Setting working hours – and sticking to them!
My WFH hours are 8am – 4pm. Any time before or after is me time! I find this almost gives me ‘permission’ to go and have some fun! I’m also making a point of having luncheon too. I’ve found for the first time in literally years, I am not feeling guilty about taking an hour out of my day to have lunch, NOT al desko. My sleep pattern during the week and weekends are the same as normal, though I get an extra 30 minutes lie in during the week because I don’t have to commute!

Having weekend-specific tasks
When I am at home at weekends, my Saturdays always start with waking up late, doing the washing up, putting on the laundry, cleaning the flat, then having a shower. This is my Saturday ritual, and it continues to stay that way even in lockdown. The temptation to do laundry during the week is OVERWHELMING but I hold off, and save it for when I have time at the weekends to distinguish a work day from a weekend.

Creating a designated workspace
I tend to be quite disciplined anyway about where I allow myself to work in my flat – strictly something I only do in the study, and occasionally in the living room. NO WORK ENTERS MY BEDROOM (or bathroom for that matter). This way I train my brain to associate types of activity to particular spaces e.g. the study = work mode. At the moment I am only working from my desk in my study which means when I step out of the room to have lunch or power down, I can switch off my work brain.

I don’t know about you but I get a really bad old-lady back from sitting at my desk all day and I also get quite restless. In normal day-to-day life finding time to squeeze in another exercise class was always a bit of a ballache so I’ve taken this opportunity to do a bit of YouTube yoga during or after my work day (Adriene – isn’t she a dream?).
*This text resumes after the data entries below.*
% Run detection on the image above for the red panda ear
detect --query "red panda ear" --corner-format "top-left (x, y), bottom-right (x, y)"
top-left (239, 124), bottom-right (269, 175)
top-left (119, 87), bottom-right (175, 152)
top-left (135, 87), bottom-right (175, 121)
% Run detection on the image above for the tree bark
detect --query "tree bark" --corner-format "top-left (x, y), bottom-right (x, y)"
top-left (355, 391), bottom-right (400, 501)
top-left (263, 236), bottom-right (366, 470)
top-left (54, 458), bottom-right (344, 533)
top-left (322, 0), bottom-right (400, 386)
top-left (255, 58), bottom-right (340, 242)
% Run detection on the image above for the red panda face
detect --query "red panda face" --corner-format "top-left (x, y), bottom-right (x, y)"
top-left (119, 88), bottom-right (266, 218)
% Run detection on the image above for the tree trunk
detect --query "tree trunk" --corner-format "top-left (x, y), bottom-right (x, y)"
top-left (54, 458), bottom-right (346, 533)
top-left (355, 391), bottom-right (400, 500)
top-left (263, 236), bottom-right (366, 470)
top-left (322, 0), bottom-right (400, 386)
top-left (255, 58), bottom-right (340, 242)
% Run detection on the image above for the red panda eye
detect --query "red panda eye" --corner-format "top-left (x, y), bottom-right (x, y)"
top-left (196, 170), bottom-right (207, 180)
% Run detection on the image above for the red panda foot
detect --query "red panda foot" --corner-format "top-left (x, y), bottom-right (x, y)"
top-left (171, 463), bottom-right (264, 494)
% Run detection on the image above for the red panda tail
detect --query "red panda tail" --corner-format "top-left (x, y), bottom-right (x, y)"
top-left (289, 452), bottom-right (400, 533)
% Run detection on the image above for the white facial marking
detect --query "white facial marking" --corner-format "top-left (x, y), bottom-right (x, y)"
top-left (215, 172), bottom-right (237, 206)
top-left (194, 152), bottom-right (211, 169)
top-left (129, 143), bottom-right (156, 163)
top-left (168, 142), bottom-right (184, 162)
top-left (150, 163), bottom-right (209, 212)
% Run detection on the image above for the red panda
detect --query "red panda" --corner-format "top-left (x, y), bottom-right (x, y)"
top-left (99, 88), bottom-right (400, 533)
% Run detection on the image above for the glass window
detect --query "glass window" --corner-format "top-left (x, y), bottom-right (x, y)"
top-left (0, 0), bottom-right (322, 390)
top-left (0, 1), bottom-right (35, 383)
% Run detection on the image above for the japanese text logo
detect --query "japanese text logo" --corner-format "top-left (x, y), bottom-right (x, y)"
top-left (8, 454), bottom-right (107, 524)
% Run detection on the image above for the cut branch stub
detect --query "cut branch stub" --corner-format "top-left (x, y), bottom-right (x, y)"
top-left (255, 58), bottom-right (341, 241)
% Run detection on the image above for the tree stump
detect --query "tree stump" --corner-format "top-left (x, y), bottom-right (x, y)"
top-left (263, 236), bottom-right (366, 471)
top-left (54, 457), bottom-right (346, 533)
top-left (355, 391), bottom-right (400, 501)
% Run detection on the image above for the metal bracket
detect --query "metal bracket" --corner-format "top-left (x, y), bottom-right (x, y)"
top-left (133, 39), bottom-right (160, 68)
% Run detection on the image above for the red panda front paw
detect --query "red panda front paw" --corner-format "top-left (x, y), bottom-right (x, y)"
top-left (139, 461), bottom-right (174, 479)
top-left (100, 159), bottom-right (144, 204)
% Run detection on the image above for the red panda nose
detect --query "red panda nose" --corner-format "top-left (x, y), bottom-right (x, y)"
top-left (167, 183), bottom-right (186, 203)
It’s still early days for me yet but I find some gentle stretching really helpful for my aches and pains and a good way to decompress.

Checking in on my colleagues and mates
You read correctly. I just used the word ‘mates’. As a sociable person, I totally crave human contact at certain points of the day. There has always been a part of my work routine that has meant that I would have to work remotely on occasions but this will be the longest period of time I will be out of the office away from my in-house colleagues. Not all people will show obvious signs of stress and nor will everyone want to talk about it so I’m making a conscious decision to check in on colleagues (and friends) who may not be coping so well with the change in circumstances. Oddly, the lockdown has had an interesting affect on the way that I socialise. I have made it my mission to find novel ways of engaging with my friends virtually. So far I’ve done a cookalong via Whatsapp, played virtual scrabble and tested out the Houseparty app which I totally recommend for shits and giggles.

Owning my distractions
It is totally normal to be distracted during the first few days/weeks of working from home. I think you expect the opposite because… you’re at home. I have found that if I am distracted, I am not doing my best work anyway, so having a few minutes or an hour doing something completely different really helps. I always seem to have an impulse to go and prep my next meal (probably not a surprise to anyone who knows me) but it’s not because I’m hungry or greedy (?!), it’s because the process of chopping vegetables or weighing out ingredients requires a thought process very different to the one that I apply to my work-work. I can see the progress that I am making right in front of me, unlike work-work where progress is often this intangible thing that I can’t see or gauge. Here is my distraction montage for some inspiration:


Some distractions that may or may not involve a cat.

My approach to WFH may or may not be everybody’s bag, but I think the most important thing is to reach out to someone else if you’re struggling. We are living in strange times right now and I think the impact of recent events affects us in ways we don’t always notice.

Sending everything but thoughts and prayers to everyone out there who is self-isolating. I would love to hear your thoughts on WFH too. Comments welcome!